The chef had been dismissed after a little more than six months work, and in the conciliation conference chaired by a member of the FWC, a settlement of $1,000 was reached. The Commissioner caused the terms of settlement to be sent to the parties, including a deed of release and advising the employee he had to file a notice of discontinuance.
The employer then paid the money into the employee’s account and signed the deed of release. At that point, the employee decided he now wanted $3,000, or else go to trial. He refused to sign.
The FWC recalled the parties and went over the settlement terms. In that hearing the employee admitted the settlement was verbally reached but that it wasn’t in writing. For its part, the employer argued that the matter had been settled in the conciliation hearing, so the case should be dismissed.
The FWC found that the verbal agreement to settle was in fact reached and that it did not matter the deed and notice of discontinuance had not been completed and signed off. These elements did not disturb the verbal agreement made in the conciliation hearing under the auspices of the FWC.

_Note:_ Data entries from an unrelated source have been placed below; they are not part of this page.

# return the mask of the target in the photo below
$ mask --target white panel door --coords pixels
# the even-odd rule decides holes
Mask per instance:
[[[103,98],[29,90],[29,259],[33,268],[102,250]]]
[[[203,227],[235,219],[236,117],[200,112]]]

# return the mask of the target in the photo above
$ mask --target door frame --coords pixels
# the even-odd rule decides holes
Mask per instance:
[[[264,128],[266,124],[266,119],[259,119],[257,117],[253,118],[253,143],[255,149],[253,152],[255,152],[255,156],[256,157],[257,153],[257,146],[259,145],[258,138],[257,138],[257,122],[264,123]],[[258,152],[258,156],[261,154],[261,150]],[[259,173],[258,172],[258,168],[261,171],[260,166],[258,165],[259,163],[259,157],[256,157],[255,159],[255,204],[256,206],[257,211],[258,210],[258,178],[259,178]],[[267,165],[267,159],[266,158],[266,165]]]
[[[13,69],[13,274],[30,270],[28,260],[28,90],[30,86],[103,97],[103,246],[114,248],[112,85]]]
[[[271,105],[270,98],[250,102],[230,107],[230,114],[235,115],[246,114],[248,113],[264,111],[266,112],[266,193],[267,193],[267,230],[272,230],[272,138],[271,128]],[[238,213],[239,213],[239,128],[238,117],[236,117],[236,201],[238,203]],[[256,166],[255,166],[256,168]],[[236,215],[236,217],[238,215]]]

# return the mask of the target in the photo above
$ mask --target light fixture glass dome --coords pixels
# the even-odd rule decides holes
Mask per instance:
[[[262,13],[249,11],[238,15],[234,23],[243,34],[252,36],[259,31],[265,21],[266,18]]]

Citing extensive well-established case law including High Court decisions, the decision in this case spelt out clearly that a there was no need for the deed to be executed. The parties had struck a binding deal verbally in the conciliation. The FWC made the point that even though the parties intended to formalise their agreement with a deed, the terms of the settlement themselves were never conditional on that happening. That is, the circumstances were distinct from where the parties do not intend “to make a concluded bargain at all, unless and until they execute a formal contract”.